I found myself eager to get back to ‘Damocles’ each time that I put it down, not so much because it’s a page-turner thriller (although there are some very tense moments) but because I was delighted by the way the story was told and I wanted to know more about the people and how they would work things out between them.
The basic premise is that, on a future Earth where space travel has been established for generations, evidence is discovered that extraterrestrials may have seeded human DNA throughout the universe. This leads to Damocles and its six-person crew being sent on a one-way expedition into deep space to uncover the truth. The crew encounter their first humanoid race when Damocles arrives at Didet, a planet bathed in the near-eternal daylight of seven suns.
This is a First Contact novel with a twist. Instead of watching how the people of Earth respond when an alien spacecraft appears, ‘Damocles’ looks at what happens when people from Earth arrive, unannounced, on a planet the inhabitants haven’t made it out the gravity well and where even the idea of life on other planets is ridiculed. The tension is ratcheted up when a problem with Damocles forces the crew to land on Didet before they’ve had time to learn any of the local languages.
The story is told from two alternating points of view: Meg the Damocles linguist who has to bridge the gap between the crew and the people of Didet and Loul, a young Didet male who, seven years earlier, had presented a career-ending paper on how to prepare for aliens arriving on the planet, finds himself thrust into the centre of history-making events.
The dual-preselective story-telling worked very well. I particularly liked seeing Meg through Loul’s eyes. He becomes fascinated by how different she and the other Earthers are both physically and culturally and in the process, lets the reader see humans as others might see us: as strange, wonderful and hard to understand.
My favourite parts of the book were when Loul and Meg are working together to try to build a common language. The process is both plausible and exciting. It made me think about how language works and how much communication between different language groups is powered by a hunger to know and enabled by patience, mental flexibility and a willingness to make mistakes.
‘Damocles’ is a people-centric book. It covers some of the big cultural, linguistic and technological topics but its focus is always on the personal, whether the person comes from Earth or Didet.
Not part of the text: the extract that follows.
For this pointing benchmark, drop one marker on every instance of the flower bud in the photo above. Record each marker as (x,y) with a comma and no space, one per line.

There are enough plot twists and challenges to sustain a level of tension throughout the book and to create some moments of high drama and personal trauma.
I ended the book knowing that I’d found a new author that I needed to read more of. S. G. Redling didn’t write any more Science Fiction so my next book will be ‘Flowertown’ one of her thrillers.
When Feno Chemical spilled an experimental pesticide in rural Iowa, scores of people died. Those who survived contamination were herded into a US Army medically maintained quarantine and cut off from the world. Dosed with powerful drugs to combat the poison, their bodies give off a sickly sweet smell and the containment zone becomes known simply as Flowertown.
Seven years later, the infrastructure is crumbling, supplies are dwindling, and nobody is getting clean. Ellie Cauley doesn’t care anymore. Despite her paranoid best friend’s insistence that conspiracies abound, she focuses on three things: staying high, hooking up with the Army sergeant she’s not supposed to be fraternizing with and, most importantly, trying to ignore her ever-simmering rage. But when a series of deadly events rocks the compound, Ellie suspects her friend is right—something dangerous is going down in Flowertown and all signs point to a twisted plan of greed and abuse. She and the other residents of Flowertown have been betrayed by someone with a deadly agenda and their plan is just getting started. Time is running out. With nobody to trust and nowhere to go, Ellie decides to fight with the last weapon she has—her rage.